# Signal Detection Manager Bridge Validation Tool

<u>**Background**</u>: 
* The Signal Detection Manager Service provides HTTP endpoints used to query for signal detections:
   
   * Detected by stations within a given time range, and 
   * By their ids 
   
  Signal Detection Manager Servcie uses the Signal Detection bridge component to query for arrivals and 
  associated information from an Oracle database, translate that data from the legacy CSS data model to the
  GMS processing signal detection COI, and returns JSON formatted results to the user. 
  

<u>**What this tool does**</u>: 
* Validates that data acquired via the Signal Detection Manager Service matches the expected results from the 
  database tables

<u>**Important Notes**</u>: 
* REMEMBER to generalize the dbinfo variable with database information before committing or sending externally;
  REMOVE password and db specific information. Efforts will be made in next version to transition to use an 
  Oracle wallet so this step will no longer be necessary. 

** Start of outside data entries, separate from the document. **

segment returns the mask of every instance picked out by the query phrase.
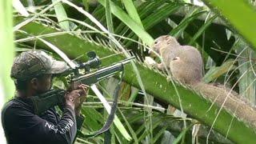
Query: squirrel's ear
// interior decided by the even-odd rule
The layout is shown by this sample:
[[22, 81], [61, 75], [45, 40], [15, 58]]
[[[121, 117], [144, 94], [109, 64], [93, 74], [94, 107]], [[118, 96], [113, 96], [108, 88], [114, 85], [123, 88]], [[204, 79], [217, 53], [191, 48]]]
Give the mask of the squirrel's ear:
[[174, 58], [173, 61], [178, 61], [180, 60], [181, 58], [179, 57], [175, 57]]

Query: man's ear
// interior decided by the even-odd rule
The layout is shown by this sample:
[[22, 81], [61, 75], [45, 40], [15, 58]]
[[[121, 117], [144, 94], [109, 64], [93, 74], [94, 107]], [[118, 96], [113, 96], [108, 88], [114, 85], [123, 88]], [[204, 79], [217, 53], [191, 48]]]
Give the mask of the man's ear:
[[31, 87], [34, 90], [38, 90], [38, 79], [36, 78], [33, 78], [31, 80], [30, 80], [30, 85], [31, 85]]

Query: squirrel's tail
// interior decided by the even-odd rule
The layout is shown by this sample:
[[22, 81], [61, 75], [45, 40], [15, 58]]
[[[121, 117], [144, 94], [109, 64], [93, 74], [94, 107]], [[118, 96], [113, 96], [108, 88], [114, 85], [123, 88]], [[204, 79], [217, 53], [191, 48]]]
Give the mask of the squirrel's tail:
[[223, 85], [214, 86], [198, 82], [193, 88], [205, 98], [209, 99], [219, 106], [223, 106], [231, 114], [252, 125], [256, 129], [256, 109], [246, 100], [232, 90], [226, 89]]

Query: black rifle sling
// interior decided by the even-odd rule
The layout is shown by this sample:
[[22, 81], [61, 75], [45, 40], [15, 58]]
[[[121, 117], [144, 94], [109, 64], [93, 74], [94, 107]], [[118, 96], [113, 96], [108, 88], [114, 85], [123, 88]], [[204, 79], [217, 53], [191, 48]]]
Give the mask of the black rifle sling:
[[100, 130], [93, 132], [91, 134], [82, 134], [80, 130], [78, 130], [78, 135], [82, 138], [93, 138], [95, 137], [98, 134], [101, 134], [104, 132], [106, 132], [106, 130], [108, 130], [114, 121], [114, 114], [115, 114], [115, 111], [117, 110], [117, 106], [118, 106], [118, 93], [121, 88], [121, 83], [122, 83], [122, 80], [123, 78], [123, 71], [121, 72], [121, 78], [119, 80], [119, 82], [118, 84], [118, 86], [114, 89], [114, 102], [113, 102], [113, 105], [111, 106], [111, 110], [110, 110], [110, 114], [108, 116], [105, 124], [103, 125], [102, 128], [101, 128]]

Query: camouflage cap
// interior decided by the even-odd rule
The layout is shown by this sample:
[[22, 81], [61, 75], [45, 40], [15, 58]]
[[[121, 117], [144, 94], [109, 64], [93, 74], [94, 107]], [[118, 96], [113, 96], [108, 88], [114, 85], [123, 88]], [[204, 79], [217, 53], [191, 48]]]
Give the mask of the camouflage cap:
[[69, 69], [66, 62], [56, 61], [42, 50], [22, 52], [14, 59], [10, 77], [26, 80], [42, 74], [60, 74]]

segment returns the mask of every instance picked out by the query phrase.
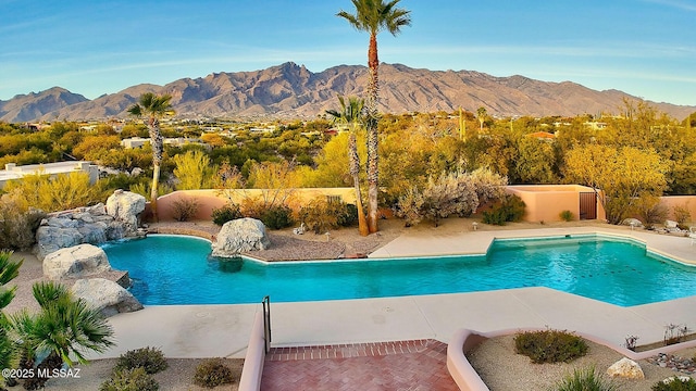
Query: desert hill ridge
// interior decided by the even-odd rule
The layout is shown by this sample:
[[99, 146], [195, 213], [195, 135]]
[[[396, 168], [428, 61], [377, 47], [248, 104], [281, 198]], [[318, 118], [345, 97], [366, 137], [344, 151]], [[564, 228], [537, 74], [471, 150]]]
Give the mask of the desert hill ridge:
[[[337, 65], [312, 73], [303, 65], [286, 62], [260, 71], [182, 78], [164, 86], [141, 84], [94, 100], [53, 87], [0, 101], [0, 121], [126, 117], [128, 106], [146, 91], [172, 94], [179, 116], [313, 118], [336, 109], [339, 94], [362, 96], [366, 78], [368, 68], [363, 65]], [[641, 100], [619, 90], [597, 91], [572, 81], [387, 63], [380, 66], [380, 97], [382, 112], [452, 112], [460, 106], [475, 112], [483, 106], [497, 116], [618, 113], [624, 98]], [[678, 119], [696, 112], [696, 106], [649, 103]]]

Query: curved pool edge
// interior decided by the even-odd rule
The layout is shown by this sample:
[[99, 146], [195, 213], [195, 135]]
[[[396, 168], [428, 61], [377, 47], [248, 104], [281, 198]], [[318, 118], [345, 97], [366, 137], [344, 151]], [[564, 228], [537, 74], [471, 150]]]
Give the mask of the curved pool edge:
[[476, 230], [447, 235], [406, 232], [370, 253], [369, 257], [485, 255], [496, 239], [535, 239], [564, 237], [566, 235], [597, 235], [635, 240], [645, 244], [646, 250], [651, 253], [672, 258], [684, 265], [696, 266], [696, 247], [692, 245], [688, 237], [631, 230], [620, 226]]

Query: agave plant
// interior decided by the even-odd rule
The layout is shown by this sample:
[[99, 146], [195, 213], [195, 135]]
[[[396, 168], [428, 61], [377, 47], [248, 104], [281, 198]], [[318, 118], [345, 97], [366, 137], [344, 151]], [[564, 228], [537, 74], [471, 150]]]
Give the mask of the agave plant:
[[[14, 298], [16, 290], [16, 287], [5, 286], [20, 274], [20, 266], [24, 262], [12, 261], [11, 255], [11, 251], [0, 251], [0, 368], [15, 368], [20, 364], [20, 354], [9, 332], [10, 321], [2, 312]], [[0, 375], [0, 388], [4, 386], [5, 380]]]
[[[40, 311], [26, 310], [10, 317], [10, 325], [20, 341], [22, 368], [59, 369], [66, 364], [87, 363], [85, 353], [101, 353], [113, 345], [113, 329], [83, 299], [75, 299], [62, 285], [37, 282], [34, 298]], [[39, 375], [35, 371], [35, 375]], [[25, 389], [44, 387], [47, 378], [24, 379]]]

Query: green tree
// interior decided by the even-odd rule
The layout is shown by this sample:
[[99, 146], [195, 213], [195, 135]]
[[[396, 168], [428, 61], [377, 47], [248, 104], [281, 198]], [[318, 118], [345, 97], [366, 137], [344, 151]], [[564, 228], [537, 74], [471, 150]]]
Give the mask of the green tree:
[[3, 191], [17, 194], [21, 204], [47, 213], [86, 206], [101, 201], [102, 195], [89, 184], [89, 175], [83, 172], [61, 174], [52, 179], [38, 172], [20, 180], [10, 180]]
[[483, 133], [483, 123], [485, 123], [486, 118], [488, 118], [488, 112], [486, 112], [486, 108], [481, 106], [476, 109], [476, 116], [478, 117], [478, 124], [481, 126], [478, 130]]
[[343, 17], [360, 31], [370, 34], [368, 49], [368, 79], [365, 112], [368, 129], [368, 226], [370, 232], [376, 232], [377, 227], [377, 193], [378, 193], [378, 137], [377, 137], [377, 99], [378, 99], [378, 66], [377, 34], [384, 29], [396, 36], [403, 26], [411, 25], [410, 11], [397, 8], [400, 0], [351, 0], [356, 13], [340, 11], [336, 15]]
[[360, 155], [358, 154], [358, 141], [357, 134], [362, 127], [362, 110], [364, 108], [364, 100], [356, 97], [348, 98], [348, 104], [344, 97], [338, 97], [340, 103], [340, 112], [335, 110], [328, 110], [326, 113], [334, 117], [336, 123], [347, 125], [350, 129], [348, 135], [348, 162], [349, 172], [352, 177], [352, 184], [356, 189], [356, 207], [358, 209], [358, 230], [361, 236], [368, 236], [370, 228], [368, 227], [368, 220], [365, 219], [364, 212], [362, 211], [362, 195], [360, 193]]
[[611, 224], [621, 223], [641, 198], [662, 195], [667, 169], [655, 151], [633, 147], [588, 144], [566, 156], [566, 178], [592, 187]]
[[[75, 361], [87, 363], [85, 353], [101, 353], [114, 344], [113, 329], [98, 310], [83, 299], [75, 299], [67, 288], [55, 282], [37, 282], [34, 298], [38, 313], [26, 308], [10, 316], [10, 329], [17, 336], [22, 351], [21, 368], [45, 368], [52, 371]], [[24, 379], [27, 390], [44, 387], [47, 378], [34, 373]]]
[[556, 184], [554, 147], [546, 140], [522, 137], [518, 143], [517, 176], [523, 184]]
[[146, 92], [140, 96], [138, 103], [128, 109], [128, 114], [140, 117], [147, 116], [148, 130], [150, 133], [150, 146], [152, 147], [152, 187], [150, 188], [150, 209], [152, 218], [157, 222], [157, 198], [160, 182], [160, 169], [162, 165], [164, 146], [162, 131], [160, 130], [160, 117], [172, 112], [172, 96], [156, 96]]
[[73, 155], [101, 163], [101, 157], [112, 150], [123, 151], [119, 136], [87, 136], [73, 148]]
[[211, 189], [214, 187], [217, 167], [202, 151], [194, 150], [174, 156], [174, 175], [178, 190]]

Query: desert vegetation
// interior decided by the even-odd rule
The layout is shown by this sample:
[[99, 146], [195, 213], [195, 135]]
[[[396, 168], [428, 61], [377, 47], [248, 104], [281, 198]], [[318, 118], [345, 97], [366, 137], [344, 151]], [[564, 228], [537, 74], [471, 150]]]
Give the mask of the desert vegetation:
[[[337, 111], [339, 117], [353, 103], [358, 102], [346, 101]], [[356, 153], [356, 162], [368, 161], [365, 126], [331, 118], [324, 113], [306, 122], [217, 124], [224, 133], [207, 131], [211, 124], [162, 118], [163, 137], [196, 139], [163, 144], [158, 194], [197, 188], [355, 187], [356, 179], [361, 195], [366, 194], [366, 171], [356, 172], [355, 163], [351, 165]], [[696, 113], [678, 121], [643, 102], [630, 101], [620, 115], [601, 117], [492, 118], [467, 111], [383, 114], [377, 122], [380, 206], [401, 211], [407, 224], [422, 219], [436, 224], [446, 215], [468, 213], [463, 204], [452, 206], [453, 212], [444, 207], [445, 190], [457, 178], [485, 172], [497, 178], [496, 185], [581, 184], [602, 190], [600, 201], [610, 223], [630, 215], [645, 216], [646, 223], [659, 220], [664, 215], [658, 204], [660, 195], [696, 194], [691, 168], [696, 161], [693, 126]], [[552, 137], [535, 137], [539, 131]], [[9, 182], [0, 190], [0, 212], [8, 216], [0, 219], [0, 232], [20, 238], [17, 227], [35, 225], [38, 213], [103, 202], [117, 188], [150, 197], [151, 147], [121, 144], [125, 138], [148, 135], [148, 126], [136, 119], [119, 127], [99, 124], [88, 130], [77, 123], [57, 122], [41, 130], [0, 124], [0, 163], [37, 164], [73, 156], [120, 173], [104, 175], [92, 186], [77, 173], [49, 180], [39, 172]], [[457, 186], [465, 188], [463, 182]], [[283, 193], [269, 195], [262, 200], [263, 207], [284, 205]], [[361, 201], [368, 203], [362, 197]], [[29, 213], [26, 220], [8, 223], [18, 220], [17, 211], [22, 216]], [[25, 244], [14, 242], [17, 244], [9, 248]]]

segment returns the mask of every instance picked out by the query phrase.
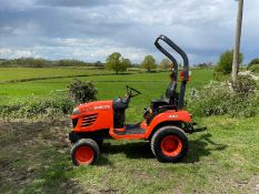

<u>**Currently the Signal Detection Manager has one OSD endpoint available**</u>:
* Retrieve signal detections and their associated channel segments by a list of stations, time range, stage, and   excluding all signal detections having any of the provided signal detection ids. 
    
<u>**Objects available for retrieval from Signal Detection Manager Service**</u>:

* **Signal Detections with channel segment object**
   * stations-timerange endpoint: 
     * Using a list of stations, time range, stage Id, and excluded signal detections flag returns a signal 
       detections with channel segment object that combines signal detectiosn and their associated channel 
       segments 

<u>**Known issues**:</u> All known issues will attempt to be addressed PI17
   * SNR for the ARRIVAL_TIME feature measurement is not being properly populated in the COI. It's returning as 
     None when values exist in the database
   * DELTIM for the ARRIVAL_TIME feature measurement is being trimmed to 3 decimal characters when more 
     precision exists in the database
   * The service is not always able to retrieve channel segments for every arrival. Currently, this notebook
     does not attempt to validate channel segment objects due to this issue. Once the service is returning
     channel segments deterministically for every arrival the notebook will be updated to validate them. 
     This issue is addressed by Critical fix CR 29878, but it will not make it into the PI16 release
   * DELSLO for the SLOWNESS feature measurement is not being properly populated in the COI (standard deviation 
     in the COI for SLOWNESS FM). It's returning as None when values exist in the database
   * Signal Detection ID is an object reference, however it should be a UUID. Similarly, parent signal detection
     hypothesis is an id not an object reference (will be fixed with CR 29600)
   

## Imports and Setup Parameters ##

In [4]:
# Note, need cx_oracle installed for sqlalchemy
from sqlalchemy import create_engine, MetaData
from sqlalchemy.ext.declarative import declarative_base
from sqlalchemy.sql import text
import pisces.schema.css3 as css
import cx_Oracle
import json 
import requests
from datetime import datetime, timezone, timedelta
import pprint 

# Initialize cx_Oracle client if it can find lib dir. Uncomment if receive error that cx_Oracle can't find the 
# lib directory
# As far as I know this has to be done if your Oracle lib isn't in the place cx_Oracle expects, 
# so this path will need to be changed to wherever your local lib path lives. 
# Only needs to be executed once, then needs to be commented out 
# cx_Oracle.init_oracle_client(lib_dir="/Applications/oracle/product/instantclient_64/19.8/lib")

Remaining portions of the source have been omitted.